This will be my second year doing my display. I have talked to the drama teacher and principle of the local highschool to see about getting volunteers to help for next year. I dont think I will be quite ready for helpers this year, but they said if i needed a couple of kids they had some. Which was cool. And I thought since I have seen others do it if I do use the kids I will ask for donations and the proceeds go to the drama club. As far as people go, Id say I had a good first year. My neighbor said the year before we moved in they had 25 TOT's and this year we had close to 170.   Im hoping we wont be here in this house this year though and will be in our OWN house. I do have a webpage, but I havent kept up on it. Its a LOT of HTML for me and Im thinking I may just have someone redesign it and keep it updated for me. We shall see. Im not a big believer in flyers, BUT this year because my schools are wonderful I will have a flyer going home with the kids telling them to come by our display. I am having a little something for the parents ala wormyt and want them to come back next year. So maybe check with yoru school see if you can send a flyer home with the kids at your cost of course on say the second week of the month. That gets to your target audience without having to deal with parents showing it to the kids. The kids get it and then nag the parents to come Im hoping it will be very sucessful. Or it could bring all the jerks to wreck my stuff  I can only hope my busy body neighbors are in full swing by that time


----------



## pyro (Oct 7, 2006)

cool T also being in a free local paper helps-this year im doin a map of my town and all the haunts are going to have a pin plus # and on the side of the pick all info of the haunts--there is like10-12 haunts/ displays here so lets get this town jumpin--plus posting signs for the haunt near by dont hurt--kinda point them in the right direction


----------



## Vlad (Aug 2, 2005)

I would say that the best way to increase your traffic is to have a good haunt/display every year in the same location.


----------



## Haunted Bayou (Feb 16, 2007)

A house in my neighborhood has a large charity haunt every year..I don't know how they advertise but they get a good turn-out every year.
They accept food donations for a local shelter and have volunteers put together the haunt.

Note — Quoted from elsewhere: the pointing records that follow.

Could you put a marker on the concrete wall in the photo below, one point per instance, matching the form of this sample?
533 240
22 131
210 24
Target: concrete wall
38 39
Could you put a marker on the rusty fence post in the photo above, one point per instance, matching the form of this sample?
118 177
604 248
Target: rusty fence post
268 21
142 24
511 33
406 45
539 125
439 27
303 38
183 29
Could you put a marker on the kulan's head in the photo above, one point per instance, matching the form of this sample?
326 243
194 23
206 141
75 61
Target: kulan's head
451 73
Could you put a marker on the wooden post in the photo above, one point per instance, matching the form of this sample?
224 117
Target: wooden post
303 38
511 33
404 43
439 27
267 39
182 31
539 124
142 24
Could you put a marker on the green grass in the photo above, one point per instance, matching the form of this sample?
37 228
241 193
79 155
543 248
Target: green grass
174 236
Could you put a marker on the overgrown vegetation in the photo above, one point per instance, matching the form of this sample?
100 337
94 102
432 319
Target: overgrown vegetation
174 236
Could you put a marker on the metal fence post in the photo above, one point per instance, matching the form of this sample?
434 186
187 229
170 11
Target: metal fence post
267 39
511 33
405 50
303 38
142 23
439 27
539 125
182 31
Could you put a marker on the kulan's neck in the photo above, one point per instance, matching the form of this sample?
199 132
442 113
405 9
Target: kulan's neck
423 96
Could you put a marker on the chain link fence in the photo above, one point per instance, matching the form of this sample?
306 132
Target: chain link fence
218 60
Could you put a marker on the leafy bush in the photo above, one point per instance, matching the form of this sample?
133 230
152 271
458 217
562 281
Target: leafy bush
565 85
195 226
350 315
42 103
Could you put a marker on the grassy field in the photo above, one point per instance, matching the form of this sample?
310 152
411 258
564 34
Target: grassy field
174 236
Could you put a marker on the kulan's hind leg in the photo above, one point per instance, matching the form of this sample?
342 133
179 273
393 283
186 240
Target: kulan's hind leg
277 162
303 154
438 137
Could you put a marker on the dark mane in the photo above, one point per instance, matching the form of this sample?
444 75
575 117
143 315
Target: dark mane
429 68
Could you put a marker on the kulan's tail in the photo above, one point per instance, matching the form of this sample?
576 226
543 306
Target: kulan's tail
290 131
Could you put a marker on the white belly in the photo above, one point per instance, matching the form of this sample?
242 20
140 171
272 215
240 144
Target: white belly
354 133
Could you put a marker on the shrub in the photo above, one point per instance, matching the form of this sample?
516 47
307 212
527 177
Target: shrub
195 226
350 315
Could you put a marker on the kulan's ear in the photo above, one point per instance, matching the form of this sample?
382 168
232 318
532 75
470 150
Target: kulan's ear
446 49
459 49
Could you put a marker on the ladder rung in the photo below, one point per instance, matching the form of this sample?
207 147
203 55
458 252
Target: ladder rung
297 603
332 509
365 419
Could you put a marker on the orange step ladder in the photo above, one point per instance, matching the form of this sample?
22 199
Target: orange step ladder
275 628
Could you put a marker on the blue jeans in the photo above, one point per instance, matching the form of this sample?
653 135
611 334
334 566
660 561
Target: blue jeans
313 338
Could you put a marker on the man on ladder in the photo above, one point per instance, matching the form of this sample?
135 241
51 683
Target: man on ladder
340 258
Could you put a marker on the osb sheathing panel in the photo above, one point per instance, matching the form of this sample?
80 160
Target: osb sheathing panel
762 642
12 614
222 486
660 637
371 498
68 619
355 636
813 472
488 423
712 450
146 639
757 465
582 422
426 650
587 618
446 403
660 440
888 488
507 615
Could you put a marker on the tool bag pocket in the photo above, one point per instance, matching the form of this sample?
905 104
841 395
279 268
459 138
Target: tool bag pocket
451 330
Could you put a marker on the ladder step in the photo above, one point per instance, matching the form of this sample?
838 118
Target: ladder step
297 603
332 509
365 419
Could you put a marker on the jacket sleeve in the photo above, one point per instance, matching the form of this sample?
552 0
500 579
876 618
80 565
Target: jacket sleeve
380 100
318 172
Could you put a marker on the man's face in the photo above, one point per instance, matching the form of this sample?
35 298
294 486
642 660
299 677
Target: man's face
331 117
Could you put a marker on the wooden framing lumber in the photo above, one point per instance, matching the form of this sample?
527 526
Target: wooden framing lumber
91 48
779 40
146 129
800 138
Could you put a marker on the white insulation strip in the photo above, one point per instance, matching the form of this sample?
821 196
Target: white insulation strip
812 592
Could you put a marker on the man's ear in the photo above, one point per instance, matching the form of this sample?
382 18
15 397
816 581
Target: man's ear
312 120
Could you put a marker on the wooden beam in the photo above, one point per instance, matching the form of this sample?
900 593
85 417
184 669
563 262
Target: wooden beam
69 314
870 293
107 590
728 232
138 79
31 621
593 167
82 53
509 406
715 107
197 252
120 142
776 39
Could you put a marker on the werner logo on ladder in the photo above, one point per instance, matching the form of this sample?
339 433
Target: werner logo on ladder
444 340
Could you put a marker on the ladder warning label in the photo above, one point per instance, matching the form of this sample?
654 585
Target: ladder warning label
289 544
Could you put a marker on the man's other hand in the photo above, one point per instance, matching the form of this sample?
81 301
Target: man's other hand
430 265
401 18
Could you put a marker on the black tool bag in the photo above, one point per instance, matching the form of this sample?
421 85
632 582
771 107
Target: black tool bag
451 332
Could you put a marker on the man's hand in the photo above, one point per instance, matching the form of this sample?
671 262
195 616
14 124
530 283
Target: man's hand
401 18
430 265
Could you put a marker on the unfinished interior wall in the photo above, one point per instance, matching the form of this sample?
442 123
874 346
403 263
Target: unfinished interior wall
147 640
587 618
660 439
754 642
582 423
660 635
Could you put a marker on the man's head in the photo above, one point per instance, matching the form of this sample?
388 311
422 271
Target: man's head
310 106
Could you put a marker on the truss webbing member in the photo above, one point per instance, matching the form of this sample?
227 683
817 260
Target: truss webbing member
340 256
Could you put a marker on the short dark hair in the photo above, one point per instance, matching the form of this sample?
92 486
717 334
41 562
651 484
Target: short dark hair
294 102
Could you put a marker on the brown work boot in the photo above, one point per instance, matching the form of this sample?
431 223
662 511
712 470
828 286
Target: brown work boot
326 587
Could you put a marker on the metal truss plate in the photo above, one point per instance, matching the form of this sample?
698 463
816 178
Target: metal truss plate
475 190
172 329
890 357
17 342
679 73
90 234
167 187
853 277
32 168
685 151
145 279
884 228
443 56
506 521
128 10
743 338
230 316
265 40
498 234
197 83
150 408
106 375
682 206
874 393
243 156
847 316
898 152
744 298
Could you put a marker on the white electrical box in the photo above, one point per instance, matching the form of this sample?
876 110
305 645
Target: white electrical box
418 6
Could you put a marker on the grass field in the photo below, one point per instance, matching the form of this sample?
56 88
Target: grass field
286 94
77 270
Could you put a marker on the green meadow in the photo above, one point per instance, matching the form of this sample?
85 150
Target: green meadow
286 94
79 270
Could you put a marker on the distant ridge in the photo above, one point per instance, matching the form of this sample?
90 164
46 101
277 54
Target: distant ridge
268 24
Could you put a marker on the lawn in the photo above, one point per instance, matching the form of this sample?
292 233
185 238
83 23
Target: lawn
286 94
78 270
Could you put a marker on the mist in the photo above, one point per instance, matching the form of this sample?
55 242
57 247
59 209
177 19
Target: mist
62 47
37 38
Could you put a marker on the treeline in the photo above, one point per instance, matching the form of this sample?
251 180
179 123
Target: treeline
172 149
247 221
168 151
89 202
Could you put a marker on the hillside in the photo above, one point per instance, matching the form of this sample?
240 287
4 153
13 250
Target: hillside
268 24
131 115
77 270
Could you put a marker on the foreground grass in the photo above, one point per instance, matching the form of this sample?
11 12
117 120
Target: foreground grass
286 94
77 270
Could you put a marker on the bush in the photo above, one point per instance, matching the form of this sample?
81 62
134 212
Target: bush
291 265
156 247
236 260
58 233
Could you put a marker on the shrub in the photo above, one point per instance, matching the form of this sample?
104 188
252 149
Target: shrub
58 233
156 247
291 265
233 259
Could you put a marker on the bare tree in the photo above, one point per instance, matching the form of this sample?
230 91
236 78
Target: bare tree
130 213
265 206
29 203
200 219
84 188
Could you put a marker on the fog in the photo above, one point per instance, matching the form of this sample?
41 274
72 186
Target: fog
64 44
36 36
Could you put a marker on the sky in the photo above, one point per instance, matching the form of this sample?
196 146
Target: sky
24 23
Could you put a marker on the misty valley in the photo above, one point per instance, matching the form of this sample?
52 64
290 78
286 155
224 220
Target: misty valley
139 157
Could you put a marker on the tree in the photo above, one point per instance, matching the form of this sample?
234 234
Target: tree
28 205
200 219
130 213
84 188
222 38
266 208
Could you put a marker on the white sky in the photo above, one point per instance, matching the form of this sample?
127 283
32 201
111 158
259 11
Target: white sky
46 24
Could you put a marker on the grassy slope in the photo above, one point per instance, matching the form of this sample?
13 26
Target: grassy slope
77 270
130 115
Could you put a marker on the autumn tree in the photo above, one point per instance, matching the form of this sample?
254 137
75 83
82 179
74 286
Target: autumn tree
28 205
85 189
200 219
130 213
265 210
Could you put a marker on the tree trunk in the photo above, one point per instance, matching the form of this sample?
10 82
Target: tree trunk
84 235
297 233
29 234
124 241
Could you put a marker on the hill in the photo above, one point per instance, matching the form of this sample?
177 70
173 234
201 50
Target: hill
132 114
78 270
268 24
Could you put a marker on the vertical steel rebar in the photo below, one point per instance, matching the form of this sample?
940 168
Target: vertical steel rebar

The Spirit Halloween store always has posters for local haunts on their door every year.
Maybe you could do something like that.


----------



## ShadyHallows (Jun 14, 2006)

Well I'm not sure if this is legal, but what about a large sign with glow in the dark paint on a pretty busy road outside the neighborhood kind of pointing people in?


----------



## Stratusfear02 (Oct 1, 2006)

For the past 2 years i've made my own radio broadcast using an FM transmitter and a few signs around my house ( fairly busy street). A use a modded Belkin Tunecast 2. and a cd player that loops


----------